Entre les deux guerres mondiales, le développement des ventes de coton favorise la constitution d'une épargne dans un groupe social hétérogène formé de commerçants, de propriétaires terriens et de représentants des professions libérales. En 1920, certains d'entre eux fondent la banque Misr, drainant les capitaux locaux et constituant une nouvelle bourgeoisie de la finance. Leur activité s'étend rapidement, non seulement sous forme de filiales en pays étrangers, mais aussi par la création d'industries légères variées (papier, tissage, cinéma, cigarettes).
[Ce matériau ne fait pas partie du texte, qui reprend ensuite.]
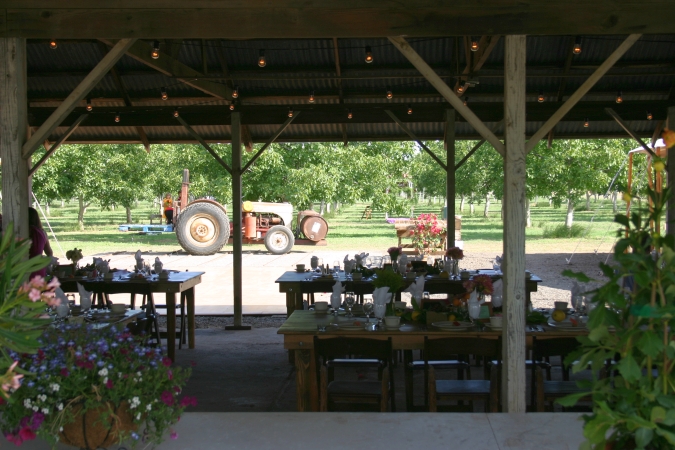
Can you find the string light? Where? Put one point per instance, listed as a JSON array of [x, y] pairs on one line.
[[155, 50], [577, 45], [462, 87], [369, 54]]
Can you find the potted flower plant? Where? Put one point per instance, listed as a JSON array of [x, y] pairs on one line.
[[91, 388], [631, 322]]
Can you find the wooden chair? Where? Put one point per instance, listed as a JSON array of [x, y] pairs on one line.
[[334, 352], [469, 390], [548, 391]]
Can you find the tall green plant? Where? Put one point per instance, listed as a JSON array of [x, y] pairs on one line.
[[635, 328]]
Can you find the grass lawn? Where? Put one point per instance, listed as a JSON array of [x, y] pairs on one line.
[[346, 230]]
Ce groupe désormais puissant va peser sur les destinées politiques de l'Égypte jusqu'à l'institution de la république, en luttant pour l'indépendance politique, mais en s'accommodant d'une collaboration économique avec l'étranger.
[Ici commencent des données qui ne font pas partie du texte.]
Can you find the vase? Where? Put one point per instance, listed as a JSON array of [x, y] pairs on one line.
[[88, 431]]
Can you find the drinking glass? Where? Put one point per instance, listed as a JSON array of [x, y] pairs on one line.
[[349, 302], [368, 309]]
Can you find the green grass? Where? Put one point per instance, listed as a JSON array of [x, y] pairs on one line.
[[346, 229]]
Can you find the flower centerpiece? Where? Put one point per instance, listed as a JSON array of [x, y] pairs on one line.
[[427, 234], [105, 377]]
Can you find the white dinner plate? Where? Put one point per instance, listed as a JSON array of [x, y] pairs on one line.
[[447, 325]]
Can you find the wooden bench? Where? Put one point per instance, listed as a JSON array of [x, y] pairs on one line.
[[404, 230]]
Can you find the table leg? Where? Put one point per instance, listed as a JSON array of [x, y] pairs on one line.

Cette nouvelle bourgeoisie est représentée par le parti du Wafd, dont le chef prestigieux, Zaghlūl, était devenu Premier ministre dès l'indépendance en 1923. Elle obtiendra, en 1931, l'application d'un régime douanier qui protègera l'industrie nationale.
Le règne du roi Fu'ād sera désormais marqué par sa lutte contre le Wafd qui lui dispute le pouvoir. Le souverain ne laissera le parti diriger le pays qu'à trois reprises, pour une durée totale de moins de deux ans. Par l'intrigue et les faveurs, le roi suscite des scissions dont naîtront de nouveaux partis, et forme une succession de cabinets de coalition anti-wafdistes dont la durée moyenne n'atteint pas un an. Jaloux de son autorité, le roi dissout à plusieurs reprises le Parlement. Il abolit la Constitution en 1930 et applique un régime d'exception jusqu'en 1935. À cette date, il est contraint de rétablir la Constitution sous la pression de l'Angleterre, inquiète de la pénétration italienne en Éthiopie. Après la mort du roi, le 28 avril 1936, le Wafd, auréolé par son opposition à l'arbitraire royal, connaît un triomphe aux élections législatives et forme un cabinet de coalition nationale du 10 mai 1936 au 31 juillet 1937.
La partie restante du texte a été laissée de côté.